Deploying Large AI Models on Resource-Limited Devices with Split Federated Learning
Xianke Qiang, Hongda Liu, Xinran Zhang, Zheng Chang, Ying-Chang Liang
TL;DR
This work tackles the challenge of deploying large artificial models on resource-constrained edge devices by introducing Quantized Split Federated Fine-Tuning (SFLAM), which partitions training between devices and a central server, keeps embedding layers on devices, and runs heavier transformer components on the server. It combines quantization, power control, and bandwidth allocation to reduce memory, energy, and latency while preserving performance.
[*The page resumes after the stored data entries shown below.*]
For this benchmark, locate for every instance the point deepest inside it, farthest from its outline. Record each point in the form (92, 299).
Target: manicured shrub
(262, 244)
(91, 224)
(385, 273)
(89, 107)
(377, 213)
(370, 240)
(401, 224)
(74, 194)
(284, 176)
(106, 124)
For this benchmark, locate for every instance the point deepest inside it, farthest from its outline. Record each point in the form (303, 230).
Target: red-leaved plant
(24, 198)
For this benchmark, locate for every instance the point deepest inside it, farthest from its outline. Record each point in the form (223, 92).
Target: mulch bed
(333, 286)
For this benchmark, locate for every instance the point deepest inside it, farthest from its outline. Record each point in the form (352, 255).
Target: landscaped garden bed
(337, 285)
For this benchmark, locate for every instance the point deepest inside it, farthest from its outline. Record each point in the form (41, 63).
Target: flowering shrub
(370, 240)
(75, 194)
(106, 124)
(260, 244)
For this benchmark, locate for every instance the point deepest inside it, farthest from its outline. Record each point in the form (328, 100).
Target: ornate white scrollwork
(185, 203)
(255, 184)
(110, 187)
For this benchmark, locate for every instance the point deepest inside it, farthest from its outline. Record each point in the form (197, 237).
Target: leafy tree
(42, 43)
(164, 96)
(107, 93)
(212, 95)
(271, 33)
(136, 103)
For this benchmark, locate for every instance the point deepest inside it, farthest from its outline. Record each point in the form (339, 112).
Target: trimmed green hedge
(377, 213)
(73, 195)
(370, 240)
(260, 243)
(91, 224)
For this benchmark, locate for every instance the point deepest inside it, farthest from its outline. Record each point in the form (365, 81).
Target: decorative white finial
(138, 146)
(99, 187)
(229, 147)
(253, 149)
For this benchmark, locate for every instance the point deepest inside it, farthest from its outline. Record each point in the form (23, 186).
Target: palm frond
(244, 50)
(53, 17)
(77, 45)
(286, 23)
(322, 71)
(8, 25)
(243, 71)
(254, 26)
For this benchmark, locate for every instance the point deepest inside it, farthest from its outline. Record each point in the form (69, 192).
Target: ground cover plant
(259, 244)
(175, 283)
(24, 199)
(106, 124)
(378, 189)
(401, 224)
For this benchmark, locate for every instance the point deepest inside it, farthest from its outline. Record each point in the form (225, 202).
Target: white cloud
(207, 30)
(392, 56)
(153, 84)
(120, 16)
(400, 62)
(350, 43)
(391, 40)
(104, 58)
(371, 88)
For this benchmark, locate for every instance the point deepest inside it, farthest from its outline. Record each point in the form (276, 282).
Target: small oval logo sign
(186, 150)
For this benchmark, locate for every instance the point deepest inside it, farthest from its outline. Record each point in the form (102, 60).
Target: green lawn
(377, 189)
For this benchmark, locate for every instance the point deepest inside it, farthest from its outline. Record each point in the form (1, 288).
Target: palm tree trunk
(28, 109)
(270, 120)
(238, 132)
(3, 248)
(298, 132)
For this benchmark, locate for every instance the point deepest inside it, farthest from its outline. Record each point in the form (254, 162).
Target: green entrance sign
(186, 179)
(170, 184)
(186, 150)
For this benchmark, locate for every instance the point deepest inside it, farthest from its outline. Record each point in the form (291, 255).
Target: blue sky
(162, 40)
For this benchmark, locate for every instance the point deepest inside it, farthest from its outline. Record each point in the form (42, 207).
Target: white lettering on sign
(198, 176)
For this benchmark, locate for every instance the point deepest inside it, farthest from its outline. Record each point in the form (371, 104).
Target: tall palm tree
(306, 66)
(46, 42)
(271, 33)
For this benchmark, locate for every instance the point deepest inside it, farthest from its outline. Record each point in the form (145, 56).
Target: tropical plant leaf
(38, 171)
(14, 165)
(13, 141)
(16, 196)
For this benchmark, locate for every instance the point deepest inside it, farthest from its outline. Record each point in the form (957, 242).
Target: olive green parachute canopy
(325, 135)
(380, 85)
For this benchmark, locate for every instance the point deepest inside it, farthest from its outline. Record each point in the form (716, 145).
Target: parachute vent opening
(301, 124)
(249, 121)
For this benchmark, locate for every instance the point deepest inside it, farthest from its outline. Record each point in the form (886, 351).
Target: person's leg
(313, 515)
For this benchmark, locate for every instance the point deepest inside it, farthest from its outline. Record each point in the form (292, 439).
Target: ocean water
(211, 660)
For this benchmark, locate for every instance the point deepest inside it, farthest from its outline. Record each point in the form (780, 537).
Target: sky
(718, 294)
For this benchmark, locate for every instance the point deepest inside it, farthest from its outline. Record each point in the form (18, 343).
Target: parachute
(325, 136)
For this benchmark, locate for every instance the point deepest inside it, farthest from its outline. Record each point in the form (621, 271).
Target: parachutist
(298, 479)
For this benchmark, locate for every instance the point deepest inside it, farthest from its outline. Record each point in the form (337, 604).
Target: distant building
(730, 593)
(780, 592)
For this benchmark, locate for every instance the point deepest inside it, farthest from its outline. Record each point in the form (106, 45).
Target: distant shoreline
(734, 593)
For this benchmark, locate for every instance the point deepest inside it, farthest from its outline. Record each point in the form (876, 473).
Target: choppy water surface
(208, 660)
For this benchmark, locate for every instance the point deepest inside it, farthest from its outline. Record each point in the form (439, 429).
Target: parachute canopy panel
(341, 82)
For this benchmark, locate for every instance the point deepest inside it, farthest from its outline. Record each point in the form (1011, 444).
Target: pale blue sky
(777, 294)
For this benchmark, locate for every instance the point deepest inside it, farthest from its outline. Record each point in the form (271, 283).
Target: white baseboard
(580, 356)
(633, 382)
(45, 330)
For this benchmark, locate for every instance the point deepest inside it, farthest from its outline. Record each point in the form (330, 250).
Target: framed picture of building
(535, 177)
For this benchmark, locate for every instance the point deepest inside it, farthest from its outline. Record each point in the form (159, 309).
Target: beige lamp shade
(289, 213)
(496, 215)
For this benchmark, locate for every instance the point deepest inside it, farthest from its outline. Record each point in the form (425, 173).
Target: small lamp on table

The authors provide a convergence analysis under activation quantization and formulate a multi-objective optimization problem, solved via a joint BCD framework with SCA and matching techniques. Simulations on ViT-based image classification with non-IID data demonstrate improved efficiency and scalability over traditional FL and SL approaches, highlighting SFLAM’s practicality for edge deployment of large AI models.
Abstract
Large Artificial Intelligence Models (LAMs) powered by massive datasets, extensive parameter scales, and extensive computational resources, leading to significant transformations across various industries. Yet, their practical deployment on resource-limited mobile edge devices is hindered by critical challenges such as data privacy, constrained resources, and high overhead costs. Addressing this gap, this paper proposes a novel framework, named Quantized Split Federated Fine-Tuning Large AI Model (SFLAM). By partitioning the training load between edge devices and servers using a split learning paradigm, SFLAM can facilitate the operation of large models on devices and significantly lowers the memory requirements on edge devices. Additionally, SFLAM incorporates quantization management, power control, and bandwidth allocation strategies to enhance training efficiency while concurrently reducing energy consumption and communication latency. A theoretical analysis exploring the latency-energy trade-off is presented, and the framework's efficacy is validated via comprehensive simulations. The findings indicate that SFLAM achieves superior performance in terms of learning efficiency and scalability compared to conventional methods, thereby providing a valuable approach for enabling advanced AI services in resource-constrained scenarios.